We may be able to get a glimpse of what happened before the big bang, thanks to a new study—but only a glimpse.
The big bang has traditionally been seen as the beginning of everything—space, time, matter, and energy.
But researchers are developing sophisticated new theories to look ever further back in time, to what happened just fractions of a second after big bang itself.
In the new research, Martin Bojowald of Pennsylvania State University pushes one of these theories back even further—to the time of a purported previous universe that contracted and "bounced" to form our own.
The new study comes with some bad news, though.
It suggests that the universe suffers from "cosmic forgetfulness," so that we can never be able to find out too much about what came before our big bang.
The new study appeared online this week in the journal Nature Physics.
Theory of Everything
Our universe is expanding outward in every direction, implying that it originally exploded out from a single point about 14 billion years ago.

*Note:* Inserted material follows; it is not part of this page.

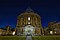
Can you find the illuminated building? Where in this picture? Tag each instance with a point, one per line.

The further we look back in time, the smaller and hotter the universe gets. At the beginning of time, most traditional theories speculate, the universe was infinitely hot and had no size at all.
But no one knows for sure, since textbook physics suffers a meltdown and gives nonsensical answers when used to describe what the universe was like at moment of the big bang, Bojowald says.
These theories "tell us energies were infinitely large," Bojowald said. "It doesn't have any meaning for us."